COMO O CORPO SE COMUNICA

Local ->Significado
Abdome - gordura -> O ventre está localizado no centro de equilíbrio de nosso corpo, onde estão os órgãos geradores e controladores da eliminação das toxinas: intestinos, bexiga e útero. O abdome simboliza o equilíbrio e a harmonia. Se há descontentamento, críticas ou revolta contra alguém ou alguma situação, acabam surgindo gordura e doenças nesse local. Toda mente rebelde e teimosa, aparentemente passiva ao extremo, que não acolhe com gratidão as pessoas e as coisas e não liberta a vida, provoca o desequilíbrio estético na região abdominal.

Braço - gordura -> Braços simbolizam suas conquistas, suas ambições, seus afetos, a busca do amor e do trabalho realizador. Problemas nesta área simbolizam frustração em relação às ambições, realizações e conquistas, limitadas por alguém ou alguma situação/ raiva por não ter conquistado algo ou alguém, ou de não estar se realizando em algum trabalho.
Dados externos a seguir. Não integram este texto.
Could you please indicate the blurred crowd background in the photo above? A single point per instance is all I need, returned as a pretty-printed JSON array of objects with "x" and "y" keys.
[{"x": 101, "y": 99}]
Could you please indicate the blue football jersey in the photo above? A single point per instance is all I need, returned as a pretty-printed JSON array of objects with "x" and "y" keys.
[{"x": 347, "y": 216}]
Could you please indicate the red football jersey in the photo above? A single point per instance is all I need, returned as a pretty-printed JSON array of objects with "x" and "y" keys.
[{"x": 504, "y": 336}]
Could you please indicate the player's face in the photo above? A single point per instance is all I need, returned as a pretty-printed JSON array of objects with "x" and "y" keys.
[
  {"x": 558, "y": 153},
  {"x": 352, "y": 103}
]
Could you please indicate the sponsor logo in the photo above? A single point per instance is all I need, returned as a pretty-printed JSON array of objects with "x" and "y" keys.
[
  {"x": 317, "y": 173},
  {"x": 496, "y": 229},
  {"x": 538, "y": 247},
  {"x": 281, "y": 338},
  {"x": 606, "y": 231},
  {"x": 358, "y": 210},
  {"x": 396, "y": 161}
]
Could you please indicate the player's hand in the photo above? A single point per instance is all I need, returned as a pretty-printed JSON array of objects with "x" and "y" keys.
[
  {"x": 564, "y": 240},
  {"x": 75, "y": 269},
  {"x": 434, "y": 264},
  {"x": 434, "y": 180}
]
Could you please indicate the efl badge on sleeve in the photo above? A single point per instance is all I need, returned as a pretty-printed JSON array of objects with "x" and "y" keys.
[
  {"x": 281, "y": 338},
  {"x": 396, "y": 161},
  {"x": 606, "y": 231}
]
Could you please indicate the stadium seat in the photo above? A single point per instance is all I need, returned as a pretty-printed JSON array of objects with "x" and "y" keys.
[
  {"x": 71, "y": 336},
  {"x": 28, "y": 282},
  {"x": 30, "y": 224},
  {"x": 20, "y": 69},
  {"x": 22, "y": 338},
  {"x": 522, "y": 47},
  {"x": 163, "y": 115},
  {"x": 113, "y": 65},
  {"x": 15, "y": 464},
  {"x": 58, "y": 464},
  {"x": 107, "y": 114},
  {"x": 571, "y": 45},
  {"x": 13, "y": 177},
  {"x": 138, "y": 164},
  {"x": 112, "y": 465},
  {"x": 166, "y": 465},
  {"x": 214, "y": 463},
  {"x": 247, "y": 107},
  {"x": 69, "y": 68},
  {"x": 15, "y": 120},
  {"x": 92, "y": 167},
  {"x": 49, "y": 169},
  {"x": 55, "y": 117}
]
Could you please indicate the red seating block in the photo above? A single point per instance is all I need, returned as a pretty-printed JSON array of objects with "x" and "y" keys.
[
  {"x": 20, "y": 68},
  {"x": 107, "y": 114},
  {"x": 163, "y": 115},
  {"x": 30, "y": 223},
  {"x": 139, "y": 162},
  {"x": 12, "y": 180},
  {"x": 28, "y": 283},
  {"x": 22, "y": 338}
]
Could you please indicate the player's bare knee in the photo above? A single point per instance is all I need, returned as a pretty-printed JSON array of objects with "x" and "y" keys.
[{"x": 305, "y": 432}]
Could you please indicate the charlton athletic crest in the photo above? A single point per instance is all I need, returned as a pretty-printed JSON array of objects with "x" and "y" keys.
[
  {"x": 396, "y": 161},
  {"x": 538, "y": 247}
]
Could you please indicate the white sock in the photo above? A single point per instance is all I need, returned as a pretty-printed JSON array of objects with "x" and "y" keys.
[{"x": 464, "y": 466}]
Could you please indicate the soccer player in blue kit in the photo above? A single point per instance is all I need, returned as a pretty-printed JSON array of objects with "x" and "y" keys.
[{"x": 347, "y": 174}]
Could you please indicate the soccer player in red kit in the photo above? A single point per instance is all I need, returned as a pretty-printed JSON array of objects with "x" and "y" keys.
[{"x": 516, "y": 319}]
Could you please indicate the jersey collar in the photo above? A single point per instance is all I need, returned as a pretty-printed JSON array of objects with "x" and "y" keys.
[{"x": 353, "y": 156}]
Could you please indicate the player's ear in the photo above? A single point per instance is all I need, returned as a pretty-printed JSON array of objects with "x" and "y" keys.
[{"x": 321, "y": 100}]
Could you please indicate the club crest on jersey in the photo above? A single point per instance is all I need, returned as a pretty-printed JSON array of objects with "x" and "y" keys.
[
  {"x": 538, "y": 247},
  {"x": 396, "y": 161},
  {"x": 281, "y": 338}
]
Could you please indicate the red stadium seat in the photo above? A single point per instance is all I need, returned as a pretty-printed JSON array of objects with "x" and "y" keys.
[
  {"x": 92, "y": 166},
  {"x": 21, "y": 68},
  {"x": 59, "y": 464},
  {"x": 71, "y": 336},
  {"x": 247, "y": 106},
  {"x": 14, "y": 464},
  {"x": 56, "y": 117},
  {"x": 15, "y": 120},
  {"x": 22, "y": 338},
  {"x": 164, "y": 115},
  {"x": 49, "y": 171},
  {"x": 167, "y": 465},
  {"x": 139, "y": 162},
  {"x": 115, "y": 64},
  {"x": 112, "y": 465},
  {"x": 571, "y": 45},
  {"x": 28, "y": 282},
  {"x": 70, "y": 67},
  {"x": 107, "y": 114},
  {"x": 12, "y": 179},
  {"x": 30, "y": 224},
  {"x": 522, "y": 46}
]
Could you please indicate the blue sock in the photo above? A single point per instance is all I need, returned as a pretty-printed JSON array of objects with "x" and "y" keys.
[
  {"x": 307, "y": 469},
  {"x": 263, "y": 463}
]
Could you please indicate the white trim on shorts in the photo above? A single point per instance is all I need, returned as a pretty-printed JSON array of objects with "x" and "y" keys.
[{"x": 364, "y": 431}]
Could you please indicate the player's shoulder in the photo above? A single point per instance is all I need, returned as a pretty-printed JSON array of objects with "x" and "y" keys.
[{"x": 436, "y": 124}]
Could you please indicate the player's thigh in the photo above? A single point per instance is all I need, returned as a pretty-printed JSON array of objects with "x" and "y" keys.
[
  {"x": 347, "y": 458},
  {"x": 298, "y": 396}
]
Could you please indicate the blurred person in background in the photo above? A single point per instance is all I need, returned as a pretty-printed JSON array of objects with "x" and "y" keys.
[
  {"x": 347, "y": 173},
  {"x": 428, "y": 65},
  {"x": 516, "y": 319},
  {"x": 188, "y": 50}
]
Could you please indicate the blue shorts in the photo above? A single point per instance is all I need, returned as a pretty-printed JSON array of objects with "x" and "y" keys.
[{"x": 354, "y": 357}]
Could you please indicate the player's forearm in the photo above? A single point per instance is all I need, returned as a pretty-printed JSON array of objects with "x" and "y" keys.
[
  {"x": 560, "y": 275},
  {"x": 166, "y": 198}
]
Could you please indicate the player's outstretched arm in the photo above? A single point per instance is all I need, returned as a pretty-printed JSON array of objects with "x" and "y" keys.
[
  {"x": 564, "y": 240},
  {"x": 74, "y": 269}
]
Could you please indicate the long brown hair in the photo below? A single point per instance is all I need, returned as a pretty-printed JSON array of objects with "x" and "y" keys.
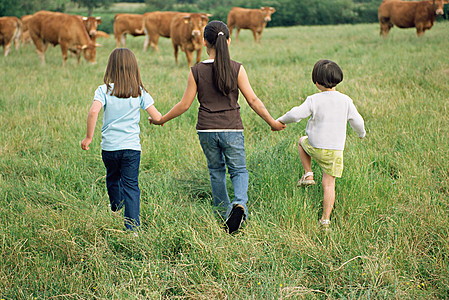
[
  {"x": 122, "y": 70},
  {"x": 216, "y": 33}
]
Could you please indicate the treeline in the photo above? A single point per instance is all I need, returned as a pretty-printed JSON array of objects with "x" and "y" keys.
[{"x": 288, "y": 12}]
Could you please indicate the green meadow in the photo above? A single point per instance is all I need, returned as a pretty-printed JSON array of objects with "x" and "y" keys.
[{"x": 389, "y": 237}]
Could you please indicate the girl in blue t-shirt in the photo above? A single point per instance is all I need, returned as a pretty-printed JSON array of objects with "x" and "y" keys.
[{"x": 122, "y": 96}]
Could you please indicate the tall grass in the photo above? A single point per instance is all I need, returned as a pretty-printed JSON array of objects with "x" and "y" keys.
[{"x": 389, "y": 236}]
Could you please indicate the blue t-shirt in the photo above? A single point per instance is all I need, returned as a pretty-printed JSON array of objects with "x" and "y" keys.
[{"x": 121, "y": 117}]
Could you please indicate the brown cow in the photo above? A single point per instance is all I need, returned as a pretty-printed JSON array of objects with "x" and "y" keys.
[
  {"x": 91, "y": 24},
  {"x": 407, "y": 14},
  {"x": 254, "y": 19},
  {"x": 66, "y": 30},
  {"x": 156, "y": 24},
  {"x": 25, "y": 33},
  {"x": 10, "y": 30},
  {"x": 186, "y": 31},
  {"x": 127, "y": 23}
]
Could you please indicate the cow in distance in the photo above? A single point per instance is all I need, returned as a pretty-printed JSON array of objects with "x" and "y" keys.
[
  {"x": 127, "y": 24},
  {"x": 26, "y": 39},
  {"x": 10, "y": 30},
  {"x": 253, "y": 19},
  {"x": 408, "y": 14},
  {"x": 157, "y": 24},
  {"x": 186, "y": 31},
  {"x": 66, "y": 30},
  {"x": 91, "y": 24}
]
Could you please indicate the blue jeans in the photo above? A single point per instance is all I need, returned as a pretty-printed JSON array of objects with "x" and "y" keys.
[
  {"x": 122, "y": 181},
  {"x": 226, "y": 149}
]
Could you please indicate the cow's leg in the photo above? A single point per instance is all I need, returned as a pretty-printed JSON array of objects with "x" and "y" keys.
[
  {"x": 41, "y": 50},
  {"x": 198, "y": 55},
  {"x": 175, "y": 52},
  {"x": 420, "y": 29},
  {"x": 147, "y": 41},
  {"x": 254, "y": 35},
  {"x": 385, "y": 27},
  {"x": 6, "y": 49},
  {"x": 154, "y": 39},
  {"x": 118, "y": 38},
  {"x": 189, "y": 55},
  {"x": 64, "y": 50}
]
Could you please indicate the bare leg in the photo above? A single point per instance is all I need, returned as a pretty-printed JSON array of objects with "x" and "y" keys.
[
  {"x": 328, "y": 195},
  {"x": 306, "y": 160}
]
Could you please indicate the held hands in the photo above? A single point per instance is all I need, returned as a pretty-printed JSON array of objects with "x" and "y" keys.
[
  {"x": 85, "y": 143},
  {"x": 277, "y": 126},
  {"x": 152, "y": 121}
]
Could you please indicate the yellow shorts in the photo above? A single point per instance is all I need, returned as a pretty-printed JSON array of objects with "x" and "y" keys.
[{"x": 331, "y": 161}]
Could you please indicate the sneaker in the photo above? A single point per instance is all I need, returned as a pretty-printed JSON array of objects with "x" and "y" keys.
[
  {"x": 325, "y": 224},
  {"x": 235, "y": 218},
  {"x": 303, "y": 182}
]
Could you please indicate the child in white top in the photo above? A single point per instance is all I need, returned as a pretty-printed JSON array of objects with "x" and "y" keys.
[
  {"x": 329, "y": 113},
  {"x": 121, "y": 96}
]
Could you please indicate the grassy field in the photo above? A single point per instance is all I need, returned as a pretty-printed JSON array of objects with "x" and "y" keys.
[{"x": 389, "y": 237}]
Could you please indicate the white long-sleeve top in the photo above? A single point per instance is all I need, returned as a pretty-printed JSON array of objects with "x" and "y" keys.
[{"x": 329, "y": 113}]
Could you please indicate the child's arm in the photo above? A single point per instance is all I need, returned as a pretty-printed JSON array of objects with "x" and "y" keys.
[
  {"x": 255, "y": 103},
  {"x": 91, "y": 122},
  {"x": 183, "y": 105},
  {"x": 297, "y": 113},
  {"x": 356, "y": 121},
  {"x": 155, "y": 115}
]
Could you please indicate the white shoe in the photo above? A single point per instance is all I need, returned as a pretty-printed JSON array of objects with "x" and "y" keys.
[{"x": 303, "y": 182}]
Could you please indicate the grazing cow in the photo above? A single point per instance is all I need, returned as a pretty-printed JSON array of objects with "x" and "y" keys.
[
  {"x": 127, "y": 23},
  {"x": 26, "y": 39},
  {"x": 156, "y": 24},
  {"x": 186, "y": 31},
  {"x": 66, "y": 30},
  {"x": 102, "y": 34},
  {"x": 10, "y": 30},
  {"x": 254, "y": 19},
  {"x": 407, "y": 14},
  {"x": 91, "y": 24}
]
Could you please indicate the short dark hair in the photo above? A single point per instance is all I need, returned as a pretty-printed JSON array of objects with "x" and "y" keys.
[{"x": 327, "y": 73}]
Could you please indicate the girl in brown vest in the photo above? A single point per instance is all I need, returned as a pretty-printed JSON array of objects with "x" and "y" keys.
[{"x": 217, "y": 81}]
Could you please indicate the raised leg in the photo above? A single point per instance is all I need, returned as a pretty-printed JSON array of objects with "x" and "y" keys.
[
  {"x": 306, "y": 160},
  {"x": 328, "y": 195}
]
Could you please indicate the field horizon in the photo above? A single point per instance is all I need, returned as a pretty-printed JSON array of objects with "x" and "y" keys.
[{"x": 389, "y": 236}]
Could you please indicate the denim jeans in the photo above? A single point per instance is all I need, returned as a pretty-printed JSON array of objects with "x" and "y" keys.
[
  {"x": 226, "y": 149},
  {"x": 122, "y": 181}
]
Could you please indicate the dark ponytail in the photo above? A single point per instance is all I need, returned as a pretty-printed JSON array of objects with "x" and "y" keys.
[{"x": 216, "y": 34}]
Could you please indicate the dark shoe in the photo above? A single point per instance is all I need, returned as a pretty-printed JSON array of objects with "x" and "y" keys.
[{"x": 235, "y": 218}]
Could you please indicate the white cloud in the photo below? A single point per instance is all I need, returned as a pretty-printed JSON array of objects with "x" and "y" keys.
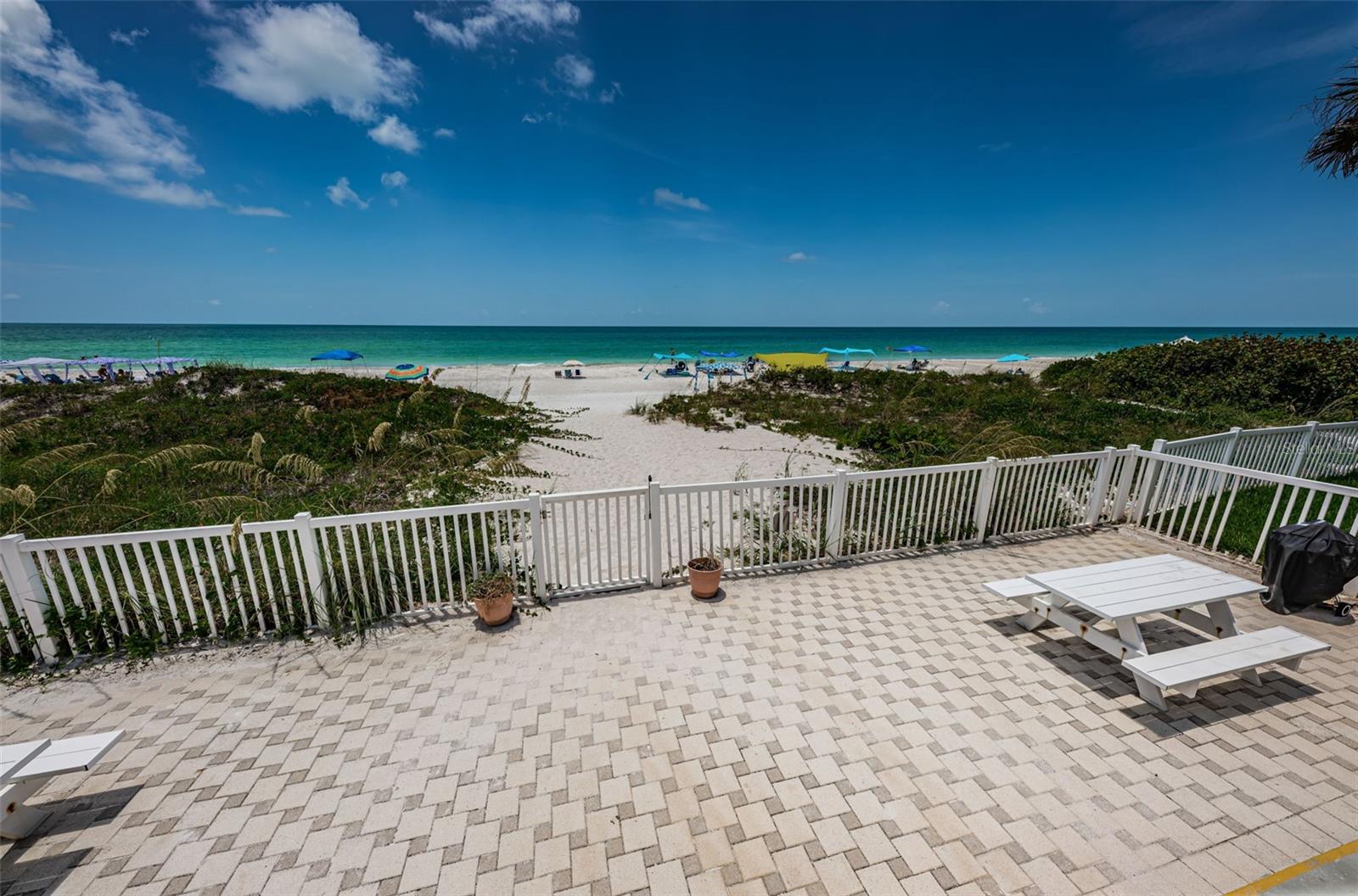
[
  {"x": 99, "y": 129},
  {"x": 128, "y": 38},
  {"x": 1221, "y": 38},
  {"x": 665, "y": 197},
  {"x": 258, "y": 210},
  {"x": 15, "y": 201},
  {"x": 502, "y": 20},
  {"x": 394, "y": 133},
  {"x": 341, "y": 193},
  {"x": 575, "y": 71},
  {"x": 284, "y": 59}
]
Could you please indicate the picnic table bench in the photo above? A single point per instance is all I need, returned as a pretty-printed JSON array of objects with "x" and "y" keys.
[{"x": 40, "y": 764}]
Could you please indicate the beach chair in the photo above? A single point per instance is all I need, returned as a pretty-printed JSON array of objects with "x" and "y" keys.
[{"x": 58, "y": 758}]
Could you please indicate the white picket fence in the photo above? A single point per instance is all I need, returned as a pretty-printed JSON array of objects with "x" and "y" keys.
[
  {"x": 1308, "y": 451},
  {"x": 94, "y": 592},
  {"x": 1220, "y": 507}
]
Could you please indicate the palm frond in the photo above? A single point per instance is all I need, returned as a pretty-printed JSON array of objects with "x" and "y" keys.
[{"x": 1334, "y": 151}]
Cintura -> Os pneus nesta área denunciam pessoas de comportamento negligente, relapsas no sentido psíquico e espiritual, que não encontram equilíbrio nas suas emoções agindo, muitas vezes, com agressividade ou prepotência para protegerem sua individualidade. Simbolizam também o excesso de contrariedade que você acumula e de que não se desapega.

Culote - gordura -> Simbolizam o pai e todo relacionamento amoroso e quando ocorrem conflitos, mágoas, ressentimentos, aparecem os culotes.

Glúteos -> Os músculos dos glúteos representam o poder de tomar as próprias decisões, de ter coragem e determinação para caminhar com as próprias pernas sem depender emocional e financeiramente de ninguém. Nádegas murchas ou caídas simbolizam o medo inconsciente da solidão e de perder o controle, demonstrando o quanto se está vivendo sob a influência de terceiros, muitas vezes abrindo mão de seus prazeres pessoais. Nádegas grandes demonstram poder de decisão, pessoas que sentem mais os prazeres físicos, não aceitam ser comandadas nem controladas, gostam de mandar, muitas vezes são autoritárias.

Lado direito do corpo -> conflito com mulheres (YIN)

Lado esquerdo do corpo -> conflito com homens (YANG)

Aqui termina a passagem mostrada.